Did you ask him to be present? Do you want him to come and see the baby? I think this is very important and worth asking him as soon as possible.
Hi NM, well I asked him in the beginning when things weren't so bad, and he was ambivalent. By all means, i want him to see his baby, and he has every right to also. But I reckon he needs to do the work and ask me. I'm going dark until the birth.
Hey Gatsby, As he's still unemployed (the job market here is baaaad) I cannot get Child Support. I will ask for it as soon as he is earning. I am assuming he wants a non role in the birth- otherwise he would have asked, right? I invited him to come to all the classes and be part of it in the beginning... don't want to be a broken record. As for meeting the baby, again he has not asked for anything yet.I plan to call him or have a relative call him while i'm in labour, and then he'll get another call letting him know when we are ready for his visit. Does that sound fair?
Good on you for doing your list! I need to pack a hoppy bag, tomorrow I am meeting with the my private midwife to go through the birth plan (wish I'd done this earlier cos am more fuzzy headed these days), and practice, practice, practice my deep breathing. yikes.
Decided I needed to do a second round of A exposure. I think everyone was conveniently hoping the A had died - but no, it just went underground.
So today I exposed again (and respectfully) to select family and friends in WAH, my and OW's circle.

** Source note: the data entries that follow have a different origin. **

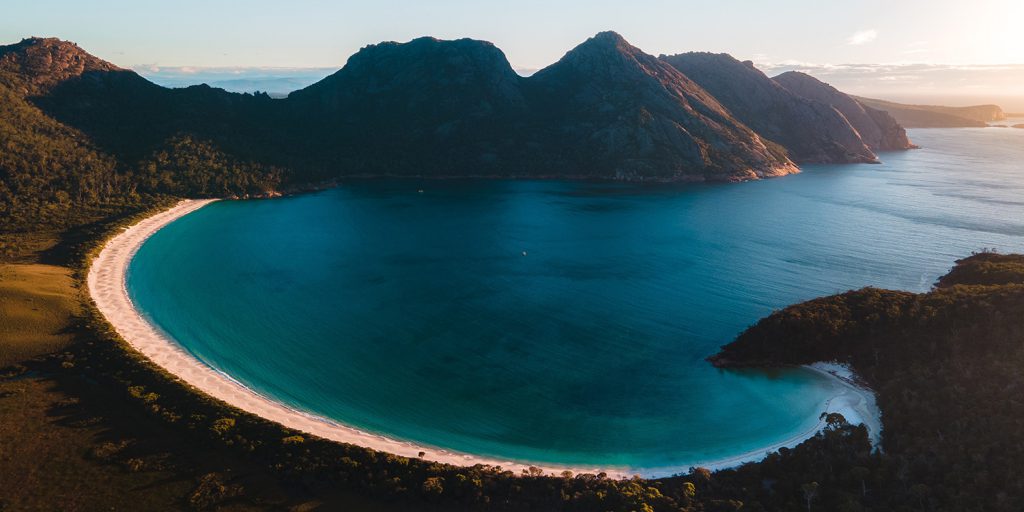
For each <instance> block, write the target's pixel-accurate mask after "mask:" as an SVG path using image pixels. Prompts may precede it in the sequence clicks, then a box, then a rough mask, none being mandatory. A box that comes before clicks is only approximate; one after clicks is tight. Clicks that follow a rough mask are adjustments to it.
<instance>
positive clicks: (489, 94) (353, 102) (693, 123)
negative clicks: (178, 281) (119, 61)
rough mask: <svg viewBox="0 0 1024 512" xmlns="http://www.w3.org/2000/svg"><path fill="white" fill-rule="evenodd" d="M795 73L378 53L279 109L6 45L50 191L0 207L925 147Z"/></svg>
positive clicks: (782, 172) (750, 168) (646, 177)
mask: <svg viewBox="0 0 1024 512" xmlns="http://www.w3.org/2000/svg"><path fill="white" fill-rule="evenodd" d="M786 78H787V77H778V78H777V79H776V80H773V79H771V78H769V77H767V76H765V75H764V74H763V73H761V72H760V71H758V70H757V69H755V68H754V67H753V66H752V65H751V63H750V62H740V61H739V60H736V59H734V58H732V57H731V56H729V55H725V54H721V55H713V54H700V53H690V54H682V55H671V56H666V55H663V56H662V57H655V56H652V55H649V54H646V53H644V52H643V51H641V50H640V49H638V48H636V47H634V46H632V45H630V44H629V43H628V42H627V41H626V40H624V39H623V38H622V37H621V36H618V35H617V34H615V33H612V32H605V33H601V34H598V35H596V36H595V37H593V38H591V39H589V40H587V41H586V42H584V43H582V44H580V45H579V46H578V47H575V48H573V49H572V50H570V51H569V52H567V53H566V54H565V55H564V56H563V57H562V58H561V59H560V60H558V61H557V62H555V63H554V65H552V66H550V67H548V68H546V69H544V70H541V71H540V72H538V73H536V74H534V75H531V76H529V77H520V76H519V75H517V74H516V73H515V72H514V71H513V70H512V68H511V66H510V65H509V62H508V60H507V59H506V58H505V55H504V54H503V53H502V51H501V50H499V49H498V48H496V47H495V46H494V45H492V44H490V43H487V42H484V41H476V40H470V39H460V40H456V41H442V40H437V39H433V38H420V39H416V40H413V41H410V42H408V43H393V42H387V43H381V44H375V45H370V46H367V47H365V48H362V49H361V50H359V51H358V52H357V53H356V54H354V55H352V56H351V57H350V58H349V60H348V62H347V65H346V66H345V67H344V68H342V69H341V70H340V71H338V72H337V73H335V74H333V75H331V76H329V77H327V78H326V79H324V80H322V81H321V82H318V83H315V84H313V85H311V86H309V87H306V88H304V89H301V90H298V91H295V92H293V93H292V94H290V95H289V96H288V97H287V98H284V99H274V98H271V97H269V96H268V95H266V94H255V95H254V94H240V93H231V92H226V91H224V90H222V89H214V88H211V87H208V86H205V85H200V86H193V87H186V88H182V89H167V88H164V87H160V86H158V85H156V84H153V83H152V82H150V81H147V80H145V79H144V78H142V77H140V76H139V75H137V74H135V73H134V72H132V71H128V70H123V69H120V68H118V67H116V66H114V65H112V63H110V62H108V61H105V60H102V59H100V58H97V57H95V56H93V55H91V54H89V53H87V52H86V51H85V50H83V49H82V48H80V47H78V46H77V45H75V44H74V43H70V42H66V41H61V40H58V39H40V38H30V39H26V40H23V41H22V42H18V43H15V44H11V45H7V46H0V104H2V105H3V108H4V109H5V111H6V112H8V113H9V117H8V119H9V120H10V121H11V122H9V123H6V124H5V129H7V130H9V131H10V136H11V137H15V138H17V139H19V140H22V141H23V142H22V143H18V144H14V145H13V146H12V150H10V151H7V152H5V154H4V156H3V159H4V166H5V168H6V169H9V171H8V172H9V173H10V174H11V175H12V176H26V177H27V176H32V178H31V179H20V178H18V180H19V182H22V183H23V184H22V185H19V186H20V188H19V190H18V194H17V199H16V200H7V201H4V202H2V203H0V205H2V206H0V208H4V209H5V210H7V211H8V212H9V214H11V215H13V216H14V217H16V218H18V219H22V221H23V222H26V223H31V222H33V221H34V219H38V217H39V215H41V214H42V215H47V216H54V215H57V216H59V215H65V214H67V213H68V211H70V208H71V207H72V205H77V206H83V205H88V204H96V203H97V202H99V201H101V200H106V199H110V198H124V197H126V196H131V195H139V194H173V195H178V196H189V197H254V196H256V197H258V196H268V195H275V194H279V193H283V191H285V193H287V191H289V190H296V189H306V188H310V187H315V186H321V185H323V184H325V183H330V182H333V181H335V180H337V179H339V178H344V177H371V176H416V177H472V176H476V177H530V178H585V179H616V180H635V181H738V180H749V179H759V178H763V177H771V176H780V175H785V174H790V173H794V172H797V171H798V166H799V165H801V164H806V163H863V162H877V161H878V157H877V155H876V152H877V151H889V150H905V148H910V147H913V144H911V143H910V141H909V140H908V139H907V137H906V134H905V132H904V131H903V129H902V127H900V126H899V124H898V123H897V121H896V120H894V119H893V118H892V117H890V116H888V115H886V114H884V113H882V112H879V111H877V110H872V109H870V108H869V106H865V105H864V104H863V103H861V102H860V101H859V100H857V99H856V98H853V97H851V96H848V95H846V94H843V93H842V92H839V91H837V90H835V89H833V88H830V87H828V86H827V85H826V84H823V83H821V82H818V81H816V80H813V79H810V77H807V80H805V81H804V83H802V84H800V85H799V86H798V85H797V83H796V81H792V80H785V79H786ZM749 92H750V93H749ZM42 155H46V159H47V160H48V161H49V162H50V165H49V166H48V167H47V168H46V169H43V170H39V169H37V168H36V163H37V162H39V160H40V158H41V156H42ZM83 175H86V176H88V179H86V180H82V179H81V178H80V177H79V176H83ZM69 187H71V188H73V189H70V190H69V193H68V194H67V197H65V196H59V197H58V198H57V199H58V201H55V202H54V201H52V198H48V196H49V194H48V193H47V191H46V190H49V189H52V188H57V189H62V190H67V189H69ZM44 197H47V198H48V199H45V200H43V198H44ZM39 201H43V203H40V202H39Z"/></svg>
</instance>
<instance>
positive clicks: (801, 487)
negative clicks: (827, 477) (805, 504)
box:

One common friend decided to write to WAH immediately. I've just been sent a copy of the email. The frined has had a huge go at WAH - a very firm and brutal stand about the damage he is doing, and how he will carry it forever, and how he is gutless and how this friend does not want to know this "new" WAH anymore.
I would like email the friend and say thanks for sticking up for me although it's a tone I don't approve of. Do I need to distance myself in any way?